When people find out that their content is being copied without permission, how they seek to handle it is often determined, in part, by whether or not the site is a spam blog.
Where many might be willing to forgive copying by a novice blogger, especially with the promise of a link back, most are not prepared to have their content used so a spammer can trick the search engines and sell questionable items.
This means that, very often, I am forced to make snap judgments about whether a site is a spam blog or not, something that is becoming increasingly difficult as spammers have improved their techniques.
So how does one tell if a blog is a spam blog? The answer is not as simple as it once was but there are still ways one can detect a spammy site.
The Spammer Dilemma
Spammers, over the years, have gotten better and better at making their blogs look human-edited. Though they still can not make their sites appear to be “good” blogs, they, in many cases, can pass off as the efforts of novice bloggers or of non-native English speakers.
This can create quite a problem when approaching a suspected spam blog. Is it a spammer using the default Blogspot template or is it someone new to blogging that doesn’t know how to change the template? Is the strange word choice the result of automated spinning or someone learning English? If the spam blog did its job, it can be difficult to say.
However, most would agree that being heavy-handed with humans who copy, especially those who make some attempt to provide attribution, is counter-productive. Especially when you consider that the person struggling with English may either grow into an important blogger or, worse yet, already be a major figure in their part of the world, it becomes clear why telling humans from machines is important.
But how to do it? There are several different ways, but unfortunately none of them seem to work 100% of the time.So it is important to take all of the methods below into account, look at how spammers beat them, and develop an informed opinion.
One of my sneakier tricks was to check the site’s PageRank and see if Google had given it either a n/a or a 0. Either would indicate that the site was either very new or had been deemed spam by Google. Either way, it certainly warranted suspicion.
How Spammers Beat It: Tricking Google. This method has become less effective as Google seems to be assigning PageRank to more and more obvious spam blogs. That is a subject for another article.
Turning the Tide: PageRank is still a decent indicator of spamminess, but it is no longer as reliable as it was. It is best to ignore PageRank if you have other reasons to be suspicious of a blog.
Since spammers that use WordPress installs typically spend as little time as possible setting up their blogs, they routinely leave the “About” page, which is created as part of the install, with its default text. Very few human-generated sites have this problem.
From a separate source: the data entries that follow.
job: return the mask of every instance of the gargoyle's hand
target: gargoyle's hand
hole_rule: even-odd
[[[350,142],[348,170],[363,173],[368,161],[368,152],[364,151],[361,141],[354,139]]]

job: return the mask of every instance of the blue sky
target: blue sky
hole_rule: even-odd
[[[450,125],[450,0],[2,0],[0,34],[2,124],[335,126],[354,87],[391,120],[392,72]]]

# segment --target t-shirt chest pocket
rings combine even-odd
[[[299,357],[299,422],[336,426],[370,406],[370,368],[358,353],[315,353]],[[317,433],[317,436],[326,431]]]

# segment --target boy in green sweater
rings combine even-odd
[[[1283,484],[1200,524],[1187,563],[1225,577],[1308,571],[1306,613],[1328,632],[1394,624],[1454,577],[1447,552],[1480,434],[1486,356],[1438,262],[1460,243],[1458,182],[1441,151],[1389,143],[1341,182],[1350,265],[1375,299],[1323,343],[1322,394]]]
How Spammers Beat It: Spammers have started either deleting or filling in the about page. However, those that fill in the page often use it as an opportunity to keyword stuff, often further tipping their hand as a spam blog.
Turning the Tide: If an about page does not have actual information about the site or the owner, it is very likely spam. Some spammers are starting to include fake information, but few seem to be able to resist the opportunity to keyword stuff and link.
The goal of a spam blog is to get as much junk content into it as possible, as such, spammers routinely have extremely high posting frequency, often well over 100 posts per day. It would be physically impossible for a human to post so much content without the aid of a machine, creating a dead giveaway that the site is spam.
How Spammers Beat It: Some spammers have begun to show restraint, only having their blogs update a few times per day and at irregular intervals, to more closely mimic a human blogger.
Turning the Tide: The content is more telling than the frequency, unless the posting frequency is outrageous. Consider an extremely high posting volume to be a dead spam giveaway but don’t write off a site because it has a reasonable rate.
We’ve all seen the spam blogs that start out with something like “I saw an interesting post today about…” and then proceeds to inject a few keywords and quote from the scraped article. By themselves, these posts may appear semi-legitimate, especially with trackbacks, but are clearly spam when you look at them in group.
How Spammers Beat It: Spammers have started to use multiple post templates in the same blog. However, the limited set means that, if this method is chosen, it is still easily detected over the course of about ten posts.
Turning the Tide: Check and see if the posts have the same pattern, are roughly the same length or all contain quoted material. These are all signs of a spam blog.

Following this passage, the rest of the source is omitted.